Evaluating Visual-Spatiotemporal Coregistration of a Physics-based
Virtual Reality Haptic Interface
Abstract
This study aimed to evaluate the visual-spatiotemporal co-registration of the real and virtual objects’ movement dynamics in a low-cost physics-based virtual reality (VR) system that provides real cutaneous and kinesthetic haptic feedback of the objects instead of computer-generated haptic feedback. Twelve healthy participants performed three human-robot collaborative (HRC) sequential pick-and-place lifting tasks while both motion capture and VR systems respectively traced the movement kinematics of the real and virtual objects.

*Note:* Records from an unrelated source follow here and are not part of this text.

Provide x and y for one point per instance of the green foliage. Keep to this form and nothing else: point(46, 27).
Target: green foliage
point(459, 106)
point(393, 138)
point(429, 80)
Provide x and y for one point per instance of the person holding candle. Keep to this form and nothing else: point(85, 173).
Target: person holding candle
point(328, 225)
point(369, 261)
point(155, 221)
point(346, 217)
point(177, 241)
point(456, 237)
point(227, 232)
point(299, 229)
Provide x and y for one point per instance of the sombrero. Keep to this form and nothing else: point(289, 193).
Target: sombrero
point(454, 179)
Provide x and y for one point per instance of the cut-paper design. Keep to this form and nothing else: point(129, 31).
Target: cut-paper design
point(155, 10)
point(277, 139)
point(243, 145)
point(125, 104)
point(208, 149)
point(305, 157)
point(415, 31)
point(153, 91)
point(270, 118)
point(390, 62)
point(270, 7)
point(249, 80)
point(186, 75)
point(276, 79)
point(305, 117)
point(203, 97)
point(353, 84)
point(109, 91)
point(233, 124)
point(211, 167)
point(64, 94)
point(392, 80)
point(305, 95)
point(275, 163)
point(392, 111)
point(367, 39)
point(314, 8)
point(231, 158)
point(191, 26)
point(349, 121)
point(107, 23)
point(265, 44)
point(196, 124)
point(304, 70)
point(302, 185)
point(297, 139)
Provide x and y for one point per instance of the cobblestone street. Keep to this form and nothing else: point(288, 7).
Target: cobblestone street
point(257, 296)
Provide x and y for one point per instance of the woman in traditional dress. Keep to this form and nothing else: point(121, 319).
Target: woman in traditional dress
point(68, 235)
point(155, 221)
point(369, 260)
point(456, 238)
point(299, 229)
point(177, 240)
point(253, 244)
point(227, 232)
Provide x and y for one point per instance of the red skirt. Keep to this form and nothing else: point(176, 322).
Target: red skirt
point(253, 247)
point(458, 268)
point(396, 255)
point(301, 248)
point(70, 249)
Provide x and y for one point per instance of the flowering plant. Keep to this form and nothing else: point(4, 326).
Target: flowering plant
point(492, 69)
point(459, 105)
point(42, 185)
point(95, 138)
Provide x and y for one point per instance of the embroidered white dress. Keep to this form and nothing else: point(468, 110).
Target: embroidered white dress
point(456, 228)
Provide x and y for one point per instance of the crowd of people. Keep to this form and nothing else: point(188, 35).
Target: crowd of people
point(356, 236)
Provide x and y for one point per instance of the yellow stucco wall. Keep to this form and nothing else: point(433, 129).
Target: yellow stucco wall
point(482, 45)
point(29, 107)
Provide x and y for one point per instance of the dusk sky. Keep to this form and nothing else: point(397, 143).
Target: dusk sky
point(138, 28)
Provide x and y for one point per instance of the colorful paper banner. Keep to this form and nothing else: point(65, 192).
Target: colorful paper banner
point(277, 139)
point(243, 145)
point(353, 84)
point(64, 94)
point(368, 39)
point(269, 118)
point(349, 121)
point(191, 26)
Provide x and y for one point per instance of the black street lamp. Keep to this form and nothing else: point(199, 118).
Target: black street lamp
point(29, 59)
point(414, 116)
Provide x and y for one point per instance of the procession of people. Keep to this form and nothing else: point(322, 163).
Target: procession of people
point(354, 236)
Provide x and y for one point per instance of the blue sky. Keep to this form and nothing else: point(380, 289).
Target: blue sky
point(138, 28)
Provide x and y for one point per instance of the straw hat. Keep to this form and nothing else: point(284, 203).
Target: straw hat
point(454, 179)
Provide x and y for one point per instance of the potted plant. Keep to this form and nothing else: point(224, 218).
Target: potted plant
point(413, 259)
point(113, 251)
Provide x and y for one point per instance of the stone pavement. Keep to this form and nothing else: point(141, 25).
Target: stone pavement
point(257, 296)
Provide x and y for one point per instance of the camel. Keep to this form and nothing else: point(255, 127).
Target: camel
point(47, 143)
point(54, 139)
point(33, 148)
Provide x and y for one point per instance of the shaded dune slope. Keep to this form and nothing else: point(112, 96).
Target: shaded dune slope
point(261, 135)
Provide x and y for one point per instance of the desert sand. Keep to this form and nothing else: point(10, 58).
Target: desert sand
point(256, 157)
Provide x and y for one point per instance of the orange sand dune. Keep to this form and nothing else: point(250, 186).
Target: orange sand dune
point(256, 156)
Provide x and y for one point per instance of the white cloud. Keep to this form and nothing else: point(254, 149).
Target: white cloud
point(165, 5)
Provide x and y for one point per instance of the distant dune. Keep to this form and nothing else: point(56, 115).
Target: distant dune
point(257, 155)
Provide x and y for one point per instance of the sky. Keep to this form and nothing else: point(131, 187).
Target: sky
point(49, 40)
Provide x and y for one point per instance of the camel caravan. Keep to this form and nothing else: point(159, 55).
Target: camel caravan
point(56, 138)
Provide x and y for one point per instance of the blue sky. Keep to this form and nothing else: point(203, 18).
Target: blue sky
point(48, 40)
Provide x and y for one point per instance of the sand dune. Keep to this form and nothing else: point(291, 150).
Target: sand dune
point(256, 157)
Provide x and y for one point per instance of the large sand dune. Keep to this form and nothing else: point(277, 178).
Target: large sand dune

We used an iterative closest point algorithm to transform the 3D spatial point clouds of the VR system into the motion capture system. We employed a novel algorithm and principal component analysis to respectively calculate visual and spatiotemporal co-registration precisions between virtual and real objects. Results showed a high correlation (r > 0.96) between real and virtual objects’ movement dynamics and linear and angular co-registration errors of less than 5 cm and 8°, respectively. The trend also revealed a low temporal registration error of <12 ms and was only found along the vertical axis. The visual registration data indicated that the real cutaneous and kinesthetic haptics provided by the physical objects in the virtual environment enhanced proprioception and visuomotor functions of the users.